The what, why, when and how of social risk assessment

By M. Whellams

Tournigan representatives took a group of its stakeholders on a hike to the drilling sites to explain their plans.

There’s no question that mining can be a risky business — for the miners themselves, the people living in close proximity to the operations and those investing in mining activities. Operational risks can cause injuries to workers; spills and tailings dam breaks can wreak havoc on the local environment and the lives of those who inhabit it, and delays in production can increase operating costs.

Fortunately, mining companies have made significant strides over the years to better identify and manage health, safety, environmental and financial risks. However, until recently, the industry has not paid as close attention to some of the less obvious social risks to mining companies and their operations.

Conducting a thorough social risk assessment (SRA) prior to and during exploration can assist companies to identify key issues associated with operating in a particular area. Furthermore, SRA can also allow company stakeholders to develop a strategy to mitigate such risks or avoid them altogether.

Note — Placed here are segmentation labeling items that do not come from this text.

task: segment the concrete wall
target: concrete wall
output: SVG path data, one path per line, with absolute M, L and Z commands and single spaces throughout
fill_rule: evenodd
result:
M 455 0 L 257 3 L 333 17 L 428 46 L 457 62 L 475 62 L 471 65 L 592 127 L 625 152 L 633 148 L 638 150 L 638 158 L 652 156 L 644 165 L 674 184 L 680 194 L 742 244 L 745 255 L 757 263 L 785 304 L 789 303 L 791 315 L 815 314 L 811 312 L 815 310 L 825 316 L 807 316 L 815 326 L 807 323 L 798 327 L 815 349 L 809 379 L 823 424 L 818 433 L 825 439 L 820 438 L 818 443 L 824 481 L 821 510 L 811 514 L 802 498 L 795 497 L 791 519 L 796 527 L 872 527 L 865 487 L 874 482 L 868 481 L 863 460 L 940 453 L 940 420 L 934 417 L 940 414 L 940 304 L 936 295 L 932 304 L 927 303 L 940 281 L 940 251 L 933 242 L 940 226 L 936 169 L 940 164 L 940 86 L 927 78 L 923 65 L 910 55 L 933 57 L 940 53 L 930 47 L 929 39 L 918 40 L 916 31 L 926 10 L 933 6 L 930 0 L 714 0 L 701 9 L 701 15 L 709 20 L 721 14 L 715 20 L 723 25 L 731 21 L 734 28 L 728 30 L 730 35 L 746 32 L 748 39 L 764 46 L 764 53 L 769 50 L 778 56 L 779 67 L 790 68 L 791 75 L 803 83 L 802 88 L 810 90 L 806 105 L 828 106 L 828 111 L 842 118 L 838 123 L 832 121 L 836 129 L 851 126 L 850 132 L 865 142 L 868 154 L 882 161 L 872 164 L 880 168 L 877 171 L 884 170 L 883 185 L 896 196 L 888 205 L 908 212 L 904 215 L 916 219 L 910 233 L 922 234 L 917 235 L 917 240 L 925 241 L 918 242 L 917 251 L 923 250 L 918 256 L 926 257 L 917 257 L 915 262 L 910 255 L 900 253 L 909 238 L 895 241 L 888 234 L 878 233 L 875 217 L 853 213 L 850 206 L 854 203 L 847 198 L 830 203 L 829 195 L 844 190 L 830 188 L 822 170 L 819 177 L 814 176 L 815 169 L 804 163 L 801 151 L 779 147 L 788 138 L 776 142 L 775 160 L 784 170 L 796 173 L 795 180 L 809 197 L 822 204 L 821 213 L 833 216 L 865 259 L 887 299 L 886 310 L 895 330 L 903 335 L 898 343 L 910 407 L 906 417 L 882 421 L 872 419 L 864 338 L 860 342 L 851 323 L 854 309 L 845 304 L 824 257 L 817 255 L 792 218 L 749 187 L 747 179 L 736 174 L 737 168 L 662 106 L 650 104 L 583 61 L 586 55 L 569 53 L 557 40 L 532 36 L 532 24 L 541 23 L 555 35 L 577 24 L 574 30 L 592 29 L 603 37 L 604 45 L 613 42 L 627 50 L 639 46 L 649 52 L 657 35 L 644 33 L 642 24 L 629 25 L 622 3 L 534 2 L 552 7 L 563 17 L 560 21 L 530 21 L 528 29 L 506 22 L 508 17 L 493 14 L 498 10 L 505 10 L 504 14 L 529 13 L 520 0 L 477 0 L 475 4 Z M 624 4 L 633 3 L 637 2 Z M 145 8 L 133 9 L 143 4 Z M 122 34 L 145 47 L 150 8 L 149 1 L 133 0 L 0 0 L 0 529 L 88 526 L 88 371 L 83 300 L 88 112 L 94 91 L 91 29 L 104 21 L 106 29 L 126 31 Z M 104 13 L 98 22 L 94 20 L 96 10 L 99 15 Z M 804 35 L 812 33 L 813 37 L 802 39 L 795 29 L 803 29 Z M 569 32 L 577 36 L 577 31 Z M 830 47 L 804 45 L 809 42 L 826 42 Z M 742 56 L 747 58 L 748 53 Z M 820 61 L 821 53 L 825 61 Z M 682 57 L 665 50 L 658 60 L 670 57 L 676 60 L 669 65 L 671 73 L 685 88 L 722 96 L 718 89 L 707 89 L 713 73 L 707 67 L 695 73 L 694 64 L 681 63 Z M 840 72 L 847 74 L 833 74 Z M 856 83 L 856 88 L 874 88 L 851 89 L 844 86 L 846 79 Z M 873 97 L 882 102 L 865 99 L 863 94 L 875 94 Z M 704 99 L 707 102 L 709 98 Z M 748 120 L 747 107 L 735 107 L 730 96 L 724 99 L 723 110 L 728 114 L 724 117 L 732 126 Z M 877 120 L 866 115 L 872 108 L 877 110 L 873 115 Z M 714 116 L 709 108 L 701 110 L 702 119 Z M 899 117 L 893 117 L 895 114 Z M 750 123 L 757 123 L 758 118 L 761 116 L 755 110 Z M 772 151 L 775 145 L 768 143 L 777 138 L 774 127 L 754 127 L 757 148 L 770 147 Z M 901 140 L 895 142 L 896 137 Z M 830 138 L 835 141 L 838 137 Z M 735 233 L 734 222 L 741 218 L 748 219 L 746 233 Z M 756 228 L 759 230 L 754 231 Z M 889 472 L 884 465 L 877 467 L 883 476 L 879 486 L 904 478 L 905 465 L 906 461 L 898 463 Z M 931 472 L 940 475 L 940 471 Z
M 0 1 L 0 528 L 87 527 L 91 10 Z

What is a social risk assessment?

Most Canadian mining companies conduct what is known as a social impact assessment (SIA) as part of the formal planning and approval processes for their mining operations. The purpose of the SIA is to identify how the company’s project could affect the social, economic and cultural conditions in the area of operation.

In contrast to an SIA, the purpose of an SRA is to identify and analyze how the local social, economic and cultural conditions in the area of operation may affect the project — in particular, the company’s risk profile. Depending on the region of operation, an SRI may include a review of the country’s human rights record and any legacy issues associated with mining, an evaluation of the political climate and conflict situation, and, most importantly, an analysis of the project’s stakeholders and their interests and concerns.

Why now?

As Canadian mining companies seek access to new jurisdictions around the world, they are gradually encroaching on environmentally and socially sensitive areas, such as critical wildlife habitats, biodiversity hotspots and indigenous communities. Many of these areas also have other existing challenges including poverty, conflict, political instability and a history of human rights violations.

Consequently, mining companies are increasingly being confronted with serious social challenges, including strong opposition from local and international NGOs, conflicting world views and complex cultural divides.

While companies often perform adequate due diligence to identify financial and operating risks, many social threats are often overlooked. These can lead to significant roadblocks, such as permit delays and even the rejection of mining licenses.

Conducting an SRA is a proactive way of engaging stakeholders upfront to gain a better understanding of their concerns and to identify how the socio-economic and political context might affect the company’s operations. Information gathered in the SRA can then be used by the company to inform the development of its operational, environmental, community investment, stakeholder engagement and communications plans.

Joe Ringwald, vice president of sustainable development at Tournigan Energy, described the benefits of conducting an SRA at its exploration site in Slovakia: “At first the company paid little attention to in-country social risk, largely out of a lack of knowledge of corporate social risk and social license. The SRA helped identify the importance of social risk and community engagement. This led to assigning budget and personnel to deal with the issues.”